I will say that if you’re looking to get into Project Management, your experience in the technical world will be of a lot of use. I started out managing chemistry based projects and my experience as a chemist, helped out immensely. It got me my foot in the door. I now manage engineering projects. Once you have experience managing projects, it’s a lot easier to switch industries.
Post # 7
annabananabee : That’s all good advice. I’ve looked into PMI, not sure if it’s an option while in my current role. I’m traveling quite a bit right now so it’s hard to add something else to my plate. I did send in some writing examples with a couple applications I should probably keep trying to do that, unfortuneately we have confidentality agreements with a lot of our clients but I can send out some documents that are public record.
Post # 8
lolac : Thanks for the advice. Do you think online courses are acceptable? I know a lot of the employers around here like to see in person classes but the ones held at our local university are all during the work day and I’m out of vacation time. I also would hate to sign up for one just to find out I have to travel that day to attend a meeting or go to a site inspection.

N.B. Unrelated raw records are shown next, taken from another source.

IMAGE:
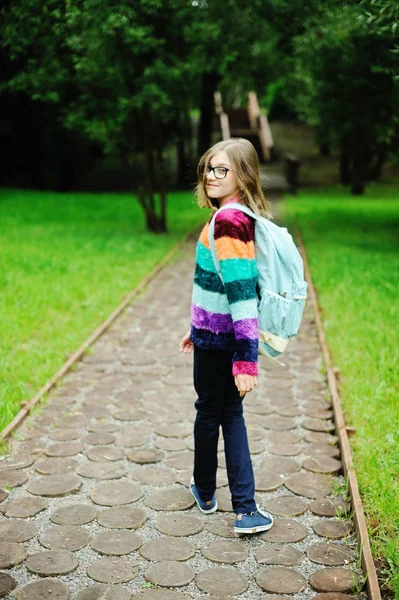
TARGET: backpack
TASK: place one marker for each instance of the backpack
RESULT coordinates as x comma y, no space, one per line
281,287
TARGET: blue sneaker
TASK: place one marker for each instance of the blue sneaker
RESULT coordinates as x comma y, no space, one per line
254,522
205,507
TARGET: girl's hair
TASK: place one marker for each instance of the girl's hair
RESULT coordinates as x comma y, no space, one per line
245,162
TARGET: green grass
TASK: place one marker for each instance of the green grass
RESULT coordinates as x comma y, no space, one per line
352,246
67,260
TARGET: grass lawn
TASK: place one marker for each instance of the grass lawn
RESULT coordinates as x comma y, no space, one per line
352,245
67,260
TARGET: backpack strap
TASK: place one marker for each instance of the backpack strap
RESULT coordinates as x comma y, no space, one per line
211,231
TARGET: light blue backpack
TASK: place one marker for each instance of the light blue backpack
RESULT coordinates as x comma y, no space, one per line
282,288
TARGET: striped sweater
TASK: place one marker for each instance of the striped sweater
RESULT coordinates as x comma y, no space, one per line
224,316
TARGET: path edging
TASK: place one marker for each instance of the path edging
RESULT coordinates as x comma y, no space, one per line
76,356
368,565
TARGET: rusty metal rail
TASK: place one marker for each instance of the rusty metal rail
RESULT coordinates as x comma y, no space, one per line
367,561
27,407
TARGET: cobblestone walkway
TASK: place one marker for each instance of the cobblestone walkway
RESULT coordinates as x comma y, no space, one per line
95,502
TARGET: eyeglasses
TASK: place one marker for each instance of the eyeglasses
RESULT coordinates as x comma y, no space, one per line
219,172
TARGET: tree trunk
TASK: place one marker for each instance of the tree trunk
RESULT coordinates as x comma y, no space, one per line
375,170
360,157
207,107
344,162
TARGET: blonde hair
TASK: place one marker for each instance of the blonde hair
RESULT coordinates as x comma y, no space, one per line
245,162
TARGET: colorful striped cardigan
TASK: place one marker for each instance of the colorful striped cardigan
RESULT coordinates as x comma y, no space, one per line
224,315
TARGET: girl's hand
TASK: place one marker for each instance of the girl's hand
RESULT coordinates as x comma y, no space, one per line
186,344
245,383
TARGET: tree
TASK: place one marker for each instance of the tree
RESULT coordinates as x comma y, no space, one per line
346,83
117,72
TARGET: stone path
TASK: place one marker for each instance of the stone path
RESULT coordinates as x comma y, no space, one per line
95,502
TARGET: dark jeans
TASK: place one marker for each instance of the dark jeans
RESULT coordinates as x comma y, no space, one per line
219,404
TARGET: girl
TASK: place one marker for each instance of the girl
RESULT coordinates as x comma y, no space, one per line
224,329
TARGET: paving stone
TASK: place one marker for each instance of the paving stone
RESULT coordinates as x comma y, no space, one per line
73,422
330,507
65,537
169,573
154,475
115,493
55,466
255,433
54,485
330,554
220,580
122,517
279,423
316,437
225,552
46,589
17,531
112,570
166,548
34,446
102,471
286,506
181,460
103,427
158,594
98,439
145,456
129,440
222,525
173,444
10,554
10,479
13,463
170,499
64,449
317,450
333,579
134,414
105,453
276,554
285,531
23,507
174,430
7,583
310,485
64,435
281,580
285,449
102,591
280,465
318,425
283,437
74,514
179,524
116,543
50,563
333,529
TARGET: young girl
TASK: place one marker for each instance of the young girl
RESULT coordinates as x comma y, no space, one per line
224,329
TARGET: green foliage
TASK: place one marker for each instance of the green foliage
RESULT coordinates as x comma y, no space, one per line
352,250
67,261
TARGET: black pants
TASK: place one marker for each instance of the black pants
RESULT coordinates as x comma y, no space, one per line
219,404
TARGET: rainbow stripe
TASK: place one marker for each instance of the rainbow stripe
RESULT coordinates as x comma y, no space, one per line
224,316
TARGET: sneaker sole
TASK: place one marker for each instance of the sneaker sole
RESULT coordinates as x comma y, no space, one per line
205,512
253,529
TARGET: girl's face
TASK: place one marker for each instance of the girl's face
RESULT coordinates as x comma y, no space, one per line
221,183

I am planning on going in and talking to the hiring manager at my husband’s company, hoping they might be able to find a role for me there. Most of my friends are nurses or teachers but I have put the word out in our circle of friends.
Post # 9
Sunshine024 : Great advice. I’ll look into the PMI. I unfortuneately have run into many dead ends getting a mentor at my current company. My group has been “mentoring” me for 7 years to take on more project management tasks but we can’t seem to retain designers so I end up spending part of my time working project management but spend way too much time continuing to do design to progress far in project mangement. Plus my bosses are all constantly on the road so it’s hard to really get any help from them.

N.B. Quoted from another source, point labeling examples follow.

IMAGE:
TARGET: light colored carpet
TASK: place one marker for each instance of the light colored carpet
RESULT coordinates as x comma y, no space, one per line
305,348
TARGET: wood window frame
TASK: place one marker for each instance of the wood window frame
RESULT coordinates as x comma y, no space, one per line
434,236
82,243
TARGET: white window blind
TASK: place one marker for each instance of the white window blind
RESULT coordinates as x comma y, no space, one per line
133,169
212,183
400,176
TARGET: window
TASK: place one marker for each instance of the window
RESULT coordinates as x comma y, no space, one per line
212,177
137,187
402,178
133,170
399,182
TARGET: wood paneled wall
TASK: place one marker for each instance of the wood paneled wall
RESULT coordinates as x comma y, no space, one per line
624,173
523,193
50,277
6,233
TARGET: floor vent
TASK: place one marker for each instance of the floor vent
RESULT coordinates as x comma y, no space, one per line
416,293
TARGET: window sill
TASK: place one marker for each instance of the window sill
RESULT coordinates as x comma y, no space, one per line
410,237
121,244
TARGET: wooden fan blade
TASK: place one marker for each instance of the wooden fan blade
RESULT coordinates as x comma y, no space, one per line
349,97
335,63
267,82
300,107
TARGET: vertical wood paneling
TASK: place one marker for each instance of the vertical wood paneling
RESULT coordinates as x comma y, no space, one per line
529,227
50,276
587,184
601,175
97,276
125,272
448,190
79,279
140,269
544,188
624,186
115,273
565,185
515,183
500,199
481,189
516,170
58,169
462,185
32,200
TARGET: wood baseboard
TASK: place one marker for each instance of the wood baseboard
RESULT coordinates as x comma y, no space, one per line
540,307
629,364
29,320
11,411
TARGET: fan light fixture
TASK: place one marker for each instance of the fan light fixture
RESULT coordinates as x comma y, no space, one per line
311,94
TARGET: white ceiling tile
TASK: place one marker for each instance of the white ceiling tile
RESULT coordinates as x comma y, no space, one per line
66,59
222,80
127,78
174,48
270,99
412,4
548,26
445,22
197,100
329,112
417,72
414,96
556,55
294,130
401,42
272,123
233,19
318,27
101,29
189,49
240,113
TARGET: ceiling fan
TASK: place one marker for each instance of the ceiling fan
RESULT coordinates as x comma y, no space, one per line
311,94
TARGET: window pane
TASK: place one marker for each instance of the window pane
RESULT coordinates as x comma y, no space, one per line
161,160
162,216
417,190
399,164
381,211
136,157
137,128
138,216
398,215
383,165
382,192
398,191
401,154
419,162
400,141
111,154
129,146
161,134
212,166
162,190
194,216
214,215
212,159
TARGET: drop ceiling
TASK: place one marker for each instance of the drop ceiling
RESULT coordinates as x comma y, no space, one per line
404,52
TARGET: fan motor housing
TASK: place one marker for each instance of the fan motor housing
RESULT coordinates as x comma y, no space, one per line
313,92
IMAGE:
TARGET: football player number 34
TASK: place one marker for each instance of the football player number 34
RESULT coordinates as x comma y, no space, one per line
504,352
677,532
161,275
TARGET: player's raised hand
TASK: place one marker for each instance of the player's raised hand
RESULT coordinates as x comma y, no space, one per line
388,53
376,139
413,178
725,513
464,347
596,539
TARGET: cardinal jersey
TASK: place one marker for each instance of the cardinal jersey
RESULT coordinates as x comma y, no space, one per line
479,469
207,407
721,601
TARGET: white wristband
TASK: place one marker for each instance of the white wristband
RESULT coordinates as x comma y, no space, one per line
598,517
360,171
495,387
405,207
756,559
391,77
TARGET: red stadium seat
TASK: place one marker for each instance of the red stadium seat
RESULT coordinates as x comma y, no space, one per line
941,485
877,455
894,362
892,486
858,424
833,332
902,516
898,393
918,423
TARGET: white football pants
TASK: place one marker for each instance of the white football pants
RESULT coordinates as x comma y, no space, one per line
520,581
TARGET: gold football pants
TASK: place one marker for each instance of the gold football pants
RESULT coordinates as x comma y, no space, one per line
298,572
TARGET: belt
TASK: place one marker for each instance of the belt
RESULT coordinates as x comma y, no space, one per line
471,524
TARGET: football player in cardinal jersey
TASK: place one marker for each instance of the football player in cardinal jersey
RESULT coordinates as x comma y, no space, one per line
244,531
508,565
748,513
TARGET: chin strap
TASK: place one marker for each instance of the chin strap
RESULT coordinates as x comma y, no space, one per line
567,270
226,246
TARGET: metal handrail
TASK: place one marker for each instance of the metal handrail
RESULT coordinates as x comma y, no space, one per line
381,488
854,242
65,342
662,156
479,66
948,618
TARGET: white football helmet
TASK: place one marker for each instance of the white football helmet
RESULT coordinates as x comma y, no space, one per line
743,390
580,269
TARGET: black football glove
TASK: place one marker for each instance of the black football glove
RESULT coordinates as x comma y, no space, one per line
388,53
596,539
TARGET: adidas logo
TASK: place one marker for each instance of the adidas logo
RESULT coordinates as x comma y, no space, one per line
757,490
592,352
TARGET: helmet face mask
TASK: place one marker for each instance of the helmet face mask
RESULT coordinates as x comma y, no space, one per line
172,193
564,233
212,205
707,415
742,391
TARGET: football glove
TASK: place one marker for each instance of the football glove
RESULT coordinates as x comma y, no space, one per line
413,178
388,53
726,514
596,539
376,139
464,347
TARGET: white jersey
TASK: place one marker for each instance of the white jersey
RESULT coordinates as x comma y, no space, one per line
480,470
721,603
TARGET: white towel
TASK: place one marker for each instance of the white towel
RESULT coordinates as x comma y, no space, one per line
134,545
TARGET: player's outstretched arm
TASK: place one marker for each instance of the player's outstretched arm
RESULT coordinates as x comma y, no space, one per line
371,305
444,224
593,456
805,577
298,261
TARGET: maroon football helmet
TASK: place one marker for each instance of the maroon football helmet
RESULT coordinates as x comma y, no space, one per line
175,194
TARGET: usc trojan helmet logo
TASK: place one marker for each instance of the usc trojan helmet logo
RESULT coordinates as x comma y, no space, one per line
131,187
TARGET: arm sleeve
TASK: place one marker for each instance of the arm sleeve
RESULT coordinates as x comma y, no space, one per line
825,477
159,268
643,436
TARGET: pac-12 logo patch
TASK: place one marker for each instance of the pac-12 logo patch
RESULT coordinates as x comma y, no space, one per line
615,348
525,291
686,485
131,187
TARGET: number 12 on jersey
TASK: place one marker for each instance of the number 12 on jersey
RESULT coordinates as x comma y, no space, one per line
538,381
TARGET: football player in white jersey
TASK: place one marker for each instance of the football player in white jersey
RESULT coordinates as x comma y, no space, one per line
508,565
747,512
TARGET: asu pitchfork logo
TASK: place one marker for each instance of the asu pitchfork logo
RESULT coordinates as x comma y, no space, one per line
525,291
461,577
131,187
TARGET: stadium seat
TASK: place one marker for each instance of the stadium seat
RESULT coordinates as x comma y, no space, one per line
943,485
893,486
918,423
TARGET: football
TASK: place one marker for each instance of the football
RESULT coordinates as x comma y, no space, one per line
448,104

I have taken several small projects from start to finish as the unoffical PM, I might need to better word that on my resume since that’s not my exact job title.
Post # 10
mainebride092018 : online courses should be ok. It’s all about how you’re going out of your way to show you’re interested in a total shift.
It’s definitely possible to take online courses and add to your resume!
Post # 11
Project Management is part of the career track for a consulting engineer. It would make the most sense to do that rather than start from scratch in another industry. If your current company isn’t giving you the career progression at the pace you want, why not go to a different firm? The engineering market is hot right now.